Thank you very much, Chair. Most of the questions have been answered by the doctor, but still, I'll ask them. When do you intend to make a decision on which of the options in your board paper you will pursue to make the system more resilient?
So, we have made that decision, which is what I described in having a PDF format of the case note that is in a secure location, which will be uploaded in readiness and will be available for clinicians and health professionals to access, and that should help with most of these factors that we have raised as concerns.
Thank you. Can you give the committee an update on the decision you have made in response to problems with the informatics system?
So, that was what I was trying to articulate earlier, in terms of that we've met with the NWIS directors, we've worked through those options that are set out in the paper. The decision was to go for the PDF example and deliver over the next six months, or by the end of the autumn, those three additional options I described earlier around utilising the Welsh clinical portal and presenting CaNISC information within the Welsh clinical portal.
All right.

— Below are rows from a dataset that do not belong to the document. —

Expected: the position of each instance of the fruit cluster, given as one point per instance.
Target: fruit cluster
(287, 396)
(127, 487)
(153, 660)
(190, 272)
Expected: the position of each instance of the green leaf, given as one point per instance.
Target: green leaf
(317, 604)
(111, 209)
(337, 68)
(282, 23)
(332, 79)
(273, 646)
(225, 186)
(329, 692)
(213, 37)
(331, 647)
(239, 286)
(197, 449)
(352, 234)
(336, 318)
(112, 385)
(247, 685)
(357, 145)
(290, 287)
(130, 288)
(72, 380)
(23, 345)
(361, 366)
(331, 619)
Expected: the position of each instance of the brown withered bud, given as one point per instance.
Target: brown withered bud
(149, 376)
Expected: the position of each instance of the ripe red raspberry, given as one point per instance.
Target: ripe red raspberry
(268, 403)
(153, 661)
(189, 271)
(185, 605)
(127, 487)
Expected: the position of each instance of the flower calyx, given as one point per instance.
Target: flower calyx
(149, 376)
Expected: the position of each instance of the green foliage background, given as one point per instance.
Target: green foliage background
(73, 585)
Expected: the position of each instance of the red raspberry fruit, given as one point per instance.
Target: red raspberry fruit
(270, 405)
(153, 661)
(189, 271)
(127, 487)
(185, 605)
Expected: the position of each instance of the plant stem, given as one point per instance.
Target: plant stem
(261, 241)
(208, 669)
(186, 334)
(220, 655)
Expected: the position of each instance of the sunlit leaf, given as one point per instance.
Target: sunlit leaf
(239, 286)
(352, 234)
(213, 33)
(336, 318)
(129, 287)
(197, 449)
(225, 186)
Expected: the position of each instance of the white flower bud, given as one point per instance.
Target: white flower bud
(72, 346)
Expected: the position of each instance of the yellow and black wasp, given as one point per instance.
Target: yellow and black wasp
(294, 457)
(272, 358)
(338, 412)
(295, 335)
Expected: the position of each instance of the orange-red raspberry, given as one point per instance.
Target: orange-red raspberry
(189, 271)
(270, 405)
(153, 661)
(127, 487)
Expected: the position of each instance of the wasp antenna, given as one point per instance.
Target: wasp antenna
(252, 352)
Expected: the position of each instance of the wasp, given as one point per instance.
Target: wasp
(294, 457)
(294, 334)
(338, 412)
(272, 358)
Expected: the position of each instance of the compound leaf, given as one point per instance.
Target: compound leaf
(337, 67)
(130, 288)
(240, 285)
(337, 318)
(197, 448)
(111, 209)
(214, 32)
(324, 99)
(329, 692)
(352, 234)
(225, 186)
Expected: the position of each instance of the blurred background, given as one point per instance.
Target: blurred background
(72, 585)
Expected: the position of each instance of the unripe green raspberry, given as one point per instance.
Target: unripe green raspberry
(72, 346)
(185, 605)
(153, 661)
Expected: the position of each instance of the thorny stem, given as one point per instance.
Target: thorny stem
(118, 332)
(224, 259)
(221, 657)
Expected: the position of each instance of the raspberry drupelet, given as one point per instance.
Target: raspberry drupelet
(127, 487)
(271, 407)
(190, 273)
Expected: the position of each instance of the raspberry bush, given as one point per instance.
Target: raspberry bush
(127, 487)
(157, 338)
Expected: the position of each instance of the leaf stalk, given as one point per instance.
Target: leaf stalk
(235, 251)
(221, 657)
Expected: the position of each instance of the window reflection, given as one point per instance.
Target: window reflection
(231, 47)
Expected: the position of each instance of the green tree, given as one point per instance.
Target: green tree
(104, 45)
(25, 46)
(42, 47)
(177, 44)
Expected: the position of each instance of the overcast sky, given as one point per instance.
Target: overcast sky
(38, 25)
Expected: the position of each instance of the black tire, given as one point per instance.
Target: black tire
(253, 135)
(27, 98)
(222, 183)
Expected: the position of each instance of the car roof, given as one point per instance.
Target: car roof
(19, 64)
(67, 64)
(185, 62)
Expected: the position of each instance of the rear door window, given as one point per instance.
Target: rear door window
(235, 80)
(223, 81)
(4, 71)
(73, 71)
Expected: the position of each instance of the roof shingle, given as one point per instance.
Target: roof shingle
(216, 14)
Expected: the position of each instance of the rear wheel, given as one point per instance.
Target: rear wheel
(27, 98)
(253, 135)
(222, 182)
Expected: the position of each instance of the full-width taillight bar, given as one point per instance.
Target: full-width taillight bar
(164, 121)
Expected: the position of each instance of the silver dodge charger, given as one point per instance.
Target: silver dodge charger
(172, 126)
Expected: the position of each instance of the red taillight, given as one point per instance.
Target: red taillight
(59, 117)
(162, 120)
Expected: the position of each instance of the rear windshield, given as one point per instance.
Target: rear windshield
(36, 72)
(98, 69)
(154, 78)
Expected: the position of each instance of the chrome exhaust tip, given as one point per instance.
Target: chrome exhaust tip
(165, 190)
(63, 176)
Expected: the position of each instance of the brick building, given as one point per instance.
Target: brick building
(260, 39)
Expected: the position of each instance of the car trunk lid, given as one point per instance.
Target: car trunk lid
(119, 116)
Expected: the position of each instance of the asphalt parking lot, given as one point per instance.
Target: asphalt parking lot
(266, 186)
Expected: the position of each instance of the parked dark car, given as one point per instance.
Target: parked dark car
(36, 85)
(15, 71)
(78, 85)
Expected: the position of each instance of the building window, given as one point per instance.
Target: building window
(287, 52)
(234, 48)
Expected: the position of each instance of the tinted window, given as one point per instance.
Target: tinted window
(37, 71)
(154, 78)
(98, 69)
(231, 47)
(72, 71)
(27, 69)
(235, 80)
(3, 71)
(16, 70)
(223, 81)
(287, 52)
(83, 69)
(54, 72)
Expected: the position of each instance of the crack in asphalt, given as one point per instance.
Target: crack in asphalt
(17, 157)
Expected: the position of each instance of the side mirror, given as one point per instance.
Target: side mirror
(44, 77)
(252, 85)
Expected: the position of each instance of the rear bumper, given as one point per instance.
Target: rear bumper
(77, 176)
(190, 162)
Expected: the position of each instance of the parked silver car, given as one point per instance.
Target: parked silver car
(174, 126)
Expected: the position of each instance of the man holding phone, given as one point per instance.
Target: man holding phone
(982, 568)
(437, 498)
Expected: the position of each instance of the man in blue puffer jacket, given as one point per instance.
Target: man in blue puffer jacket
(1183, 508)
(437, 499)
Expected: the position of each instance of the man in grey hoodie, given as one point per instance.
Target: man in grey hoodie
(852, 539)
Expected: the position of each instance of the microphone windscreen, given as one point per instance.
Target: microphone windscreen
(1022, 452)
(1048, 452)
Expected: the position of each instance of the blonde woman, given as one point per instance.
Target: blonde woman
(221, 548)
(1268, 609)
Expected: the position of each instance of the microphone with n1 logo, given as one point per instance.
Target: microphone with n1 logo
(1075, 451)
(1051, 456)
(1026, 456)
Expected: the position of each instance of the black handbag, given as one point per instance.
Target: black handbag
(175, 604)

Now, this is a difficult one: would it be fair to say that all of the active options are in essence introducing inefficiency and extra cost—back-up and duplication of systems—in order to address a lack of confidence in the underlying systems?
Probably yes, one, or all of the above, but I think it's where we are.
Yes, I think it's true to say that we wouldn't ideally have wished to have embarked on any of those options. We need a reliable system. Unfortunately, as we've obviously discussed here this afternoon, we're not in that position, and there's no doubt that deploying some of those options will, in fact, create more work. It will create additional cost. We haven't quantified that cost at this stage, but it's inevitable that that will be the case. But I repeat that we obviously want to do this in as short a period as possible.
Thank you. Do you believe there should be more investment in the informatics systems to keep them running efficiently and beneficially, or are they looking to replace it entirely?
I think, in terms of whether there should be more investment in informatics systems, I think that's a fair observation to make. I think it's like any investment in any of our services—it's key to actually demonstrate the benefits and the difference in outcomes that it makes. And, so, like any other investment consideration you make, it's a cost-benefit analysis that you have to do. I'm well aware of the high-level figure that was bandied around in terms of the next five years' investment that may be required. It was nearly £0.5 billion. That was very high level. Those figures do need firming up. And five years hence is a long time to try and estimate or determine what technology you might need to deliver your service. So, that will change—that's inevitable. But I think it is a decision of choices, like any investments that we make. But in terms of more investment, I think that the underlying message from me would be, yes, certainly, I think that would be welcome.
Thank you, Chair.
And Lee Waters.
So, has the trust received any incident reports from NWIS since the paper was considered by the board on 30 May?
We haven't actually—. First of all, I think it's fair to say that the formal investigation reports outlining the conclusions from the investigation, the key findings, the recommendations, any lessons that have been learned from it, they haven't been as timely as we would have liked. I think that's a fair statement to make. We have received some, but not all, and we have been talking to NWIS on that, and we have been assured that we will receive them shortly.